Paru dans Scolaire, Périscolaire, Orientation le mardi 29 janvier 2019.

"Il y a trop de compétition. On vous demande de faire toujours plus qu’untel. Je n’ose pas mettre fin à mes jours car j’ai bien trop peur de la mort mais sachez que j’y pense chaque jour." Cette confidence d'un garçon de 18 ans à une association de prévention du suicide est révélatrice du mal-être d'une partie de la jeunesse. La revue Diversité, dans son dernier numéro, propose une série de "portraits de jeunesse". Tous ne vont pas mal, loin de là, mais tous connaissent les tensions propres à leur âge et les tensions propres à notre société.

C'est notamment le cas des élèves du lycée Le Corbusier à Aubervilliers, très souvent issus de l'immigration et qui "manifestent un niveau d’aspiration très élevé". Ils veulent accéder "à des professions et donc à des situations sociales supérieures à celles de leurs parents" comme le relèvent les acteurs du dispositif Anthropologie pour tous. "Les garçons sont plus nombreux que les filles à choisir des professions d’ingénieurs et d’informaticiens. Mais les filles souhaitent nettement plus que les garçons devenir médecin, avocate, architecte, enseignante, cadre commercial, ou travailler dans le domaine de la culture (...) En revanche, l’ancienneté de l’implantation familiale en France ne semble pas exercer d’effet sensible sur les prénoms que les élèves souhaitent donner à leurs enfants (...) Ce qui indique que le prénom reste un indicateur sensible d’une forte intégration à la culture d’origine, sans entraver une forte intégration au pays d’accueil." Ils expliquent d'ailleurs : "On est assez bien intégrés pour ne pas être obligés de donner un prénom français à nos enfants."

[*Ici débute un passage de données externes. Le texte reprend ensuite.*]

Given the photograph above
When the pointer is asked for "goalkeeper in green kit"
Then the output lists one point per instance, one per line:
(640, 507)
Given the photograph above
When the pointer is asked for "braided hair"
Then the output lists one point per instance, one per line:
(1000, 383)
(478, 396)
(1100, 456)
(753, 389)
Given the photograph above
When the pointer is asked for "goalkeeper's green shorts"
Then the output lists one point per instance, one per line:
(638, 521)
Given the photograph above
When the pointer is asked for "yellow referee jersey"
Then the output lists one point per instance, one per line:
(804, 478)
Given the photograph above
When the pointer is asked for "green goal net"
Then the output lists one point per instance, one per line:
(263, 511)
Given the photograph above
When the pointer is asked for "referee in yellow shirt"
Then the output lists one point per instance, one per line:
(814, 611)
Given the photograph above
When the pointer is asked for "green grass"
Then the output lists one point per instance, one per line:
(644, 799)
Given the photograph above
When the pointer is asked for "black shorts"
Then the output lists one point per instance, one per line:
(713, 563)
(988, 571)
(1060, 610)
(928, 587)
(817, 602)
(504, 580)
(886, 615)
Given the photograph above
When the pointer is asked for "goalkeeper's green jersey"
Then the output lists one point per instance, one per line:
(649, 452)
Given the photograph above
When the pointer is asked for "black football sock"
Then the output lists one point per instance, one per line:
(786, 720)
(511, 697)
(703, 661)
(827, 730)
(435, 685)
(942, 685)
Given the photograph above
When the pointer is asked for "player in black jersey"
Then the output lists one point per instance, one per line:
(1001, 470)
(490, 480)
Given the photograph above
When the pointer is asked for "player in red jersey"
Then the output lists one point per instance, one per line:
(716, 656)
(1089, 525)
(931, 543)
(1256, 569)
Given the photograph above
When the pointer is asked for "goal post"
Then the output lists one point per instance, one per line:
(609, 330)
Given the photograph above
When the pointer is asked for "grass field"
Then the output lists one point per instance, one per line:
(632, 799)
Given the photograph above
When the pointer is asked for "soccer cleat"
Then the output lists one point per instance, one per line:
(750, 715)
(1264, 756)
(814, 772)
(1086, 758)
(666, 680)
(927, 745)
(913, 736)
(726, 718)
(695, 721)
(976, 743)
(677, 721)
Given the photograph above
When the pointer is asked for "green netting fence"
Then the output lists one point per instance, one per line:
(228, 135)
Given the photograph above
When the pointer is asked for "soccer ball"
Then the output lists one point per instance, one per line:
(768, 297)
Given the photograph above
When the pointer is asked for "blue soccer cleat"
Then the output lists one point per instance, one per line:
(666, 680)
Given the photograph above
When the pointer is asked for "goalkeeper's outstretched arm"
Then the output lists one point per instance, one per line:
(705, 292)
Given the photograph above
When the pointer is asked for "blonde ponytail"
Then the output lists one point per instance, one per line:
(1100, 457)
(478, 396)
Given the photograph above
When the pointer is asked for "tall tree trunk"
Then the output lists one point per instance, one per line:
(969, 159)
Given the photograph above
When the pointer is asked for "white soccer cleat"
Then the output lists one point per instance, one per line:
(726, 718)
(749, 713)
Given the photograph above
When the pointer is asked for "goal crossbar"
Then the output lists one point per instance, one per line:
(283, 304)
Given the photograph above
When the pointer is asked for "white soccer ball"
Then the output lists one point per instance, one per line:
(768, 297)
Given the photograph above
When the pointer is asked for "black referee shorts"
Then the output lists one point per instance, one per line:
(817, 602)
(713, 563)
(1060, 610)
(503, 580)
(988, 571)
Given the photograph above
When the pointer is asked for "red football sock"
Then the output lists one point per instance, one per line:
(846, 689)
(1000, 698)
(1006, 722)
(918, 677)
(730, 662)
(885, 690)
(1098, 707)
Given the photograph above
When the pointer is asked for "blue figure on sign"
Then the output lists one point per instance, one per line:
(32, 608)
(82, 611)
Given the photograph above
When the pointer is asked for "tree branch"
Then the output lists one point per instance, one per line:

La difficulté d'être jeune est une réalité inhérente à cet âge de la vie, explique Gérard Mauger (EHESS) pour qui "les droits s’acquièrent progressivement, par exemple, le droit de sortir seul le soir ou de partir seul en vacances (...), alors que persistent des interdits de l’enfance. À l’inverse, de nouveaux devoirs apparaissent alors que disparaissent des privilèges de l’enfance (...) c’est la non-concordance des calendriers d’accès à la maturité qui constitue la règle." Cette tension peut est vécue positivement. Les diverses contributions montrent que c'est loin d'être toujours le cas.

Comme l'écrit Cécile Van de Velde (sociologue, université de Montréal) à propos des NEET, ces jeunes qui ne sont "ni en emploi, en études ou en formation" ? Ils "se voient de plus en plus pris en étau entre une injonction à « devenir soi » et une difficulté croissante à s’y conformer, face à une adversité sociale accrue dans le système éducatif et sur le marché du travail". Et, ajoute-t-elle, "on peut y lire une contradiction croissante" entre l’invitation à développer un "projet de soi" et la difficulté à le faire coïncider avec les nécessités de "la compétition éducative et socio-professionnelle".

Séraphin Alava et Dima Hanna (Toulouse 2) donnent une autre image de cette tension avec l'exemple d'une adolescente qui se crée deux profils dans le cyberespace, l'un, qui correspond à sa réalité ("Je suis si ordinaire. Je vis en France, je vais au collège, je m’ennuie tout le temps") est "presque vide". L'autre, celui de son avatar a deux cents amis, est "sexy", "drôle et folle", en relation "avec tous les garçons bien du collège". Résultat, "tout le monde aimait Nora (son avatar, ndlr) et pas moi". Ce qui peut sembler futile peut prendre rapidement une tournure dramatique, sur les réseaux sociaux comme dans "les quartiers".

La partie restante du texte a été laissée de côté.